Maurice Lévy
Age: 67
Company: Publicis Groupe
Year Named CEO: 1987
Company employees: 44,727
12-month adjusted stock performance: –7.25 percent
Compensation: €3.4 million ($4.8 million)
There is a reason Maurice Lévy has been called the Napoleon of advertising. During his 22 years as CEO of Publicis Groupe, Lévy has made more than 60 acquisitions, transforming what was a modest French firm into the fourth-largest advertising empire in the world. From his office overlooking the Arc de Triomphe in central Paris, he commands a network of international advertising agencies and media-buying companies that are heavyweights in their own right: Leo Burnett Worldwide, Saatchi & Saatchi and ZenithOptimedia, to name a few.
Lévy, a passionate art collector and hunter of “strange and bizarre objects” in Paris flea markets, has no time to dwell on his achievements, though. The current economic storm has the Frenchman focusing squarely on steering his company through treacherous waters. Lévy now gets to work an hour earlier each day, at 6 a.m., to “have time to think.” He is also delegating less, to get closer to clients. “I have more contact and a better personal understanding of the client’s situation,” he says.
The CEO is also putting an emphasis on cost-cutting. His steps range from the obvious — a freeze on hiring and cutbacks in the use of freelance staffers — to the more innovative, such as dismantling the company’s sprawling special agencies and marketing services division to streamline hierarchies. “I am working more and spending more time on details which in the past I would have delegated, and I am spending a lot more time on costs than I was 18 months ago,” says Lévy.
The efforts are paying off. Although many of its clients were getting hammered by the financial turbulence, Publicis managed to eke out a slight, 0.7 percent, growth in revenues last year, to €4.7 billion; net income dipped 1.1 percent, to €447 million. In the first quarter of 2009, the company reported a 1.3 percent increase in revenue. Maintaining growth will be a challenge, though. In February the group predicted that global advertising spending would decline by 7 percent this year.

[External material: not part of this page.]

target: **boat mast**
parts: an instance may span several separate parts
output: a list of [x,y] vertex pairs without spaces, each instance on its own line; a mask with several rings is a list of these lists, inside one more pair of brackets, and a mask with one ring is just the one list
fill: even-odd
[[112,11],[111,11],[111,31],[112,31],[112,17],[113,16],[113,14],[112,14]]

Lévy has more than the economy to worry about. The advertising industry is in the midst of a shift away from conventional media to the online world. Publicis has been moving quickly to adapt. In 2007 the company began collaborating with Google in online advertising technology. Last year it launched a new platform called VivaKi that gives clients one-stop shopping for a range of digital services. The company is developing a new online video-advertising format in collaboration with AOL, CBS, Discovery Channel, Microsoft Corp. and Yahoo!. And Lévy has opened his checkbook: In November he acquired Tribal, a leading digital agency in Brazil, and in April he bought Nemos, a Swiss digital interactive agency.
The ramping up of digital advertising is paying off. In the first quarter of this year, digital activities accounted for 20.5 percent of Publicis’ total revenues of €1.08 billion, up from 17.6 percent a year earlier.
“Publicis has done an excellent job in leading the way into digital services and seems best positioned to take advantage of the trend in advertising away from traditional channels to the Internet,” says one investor from a major U.S. pension fund.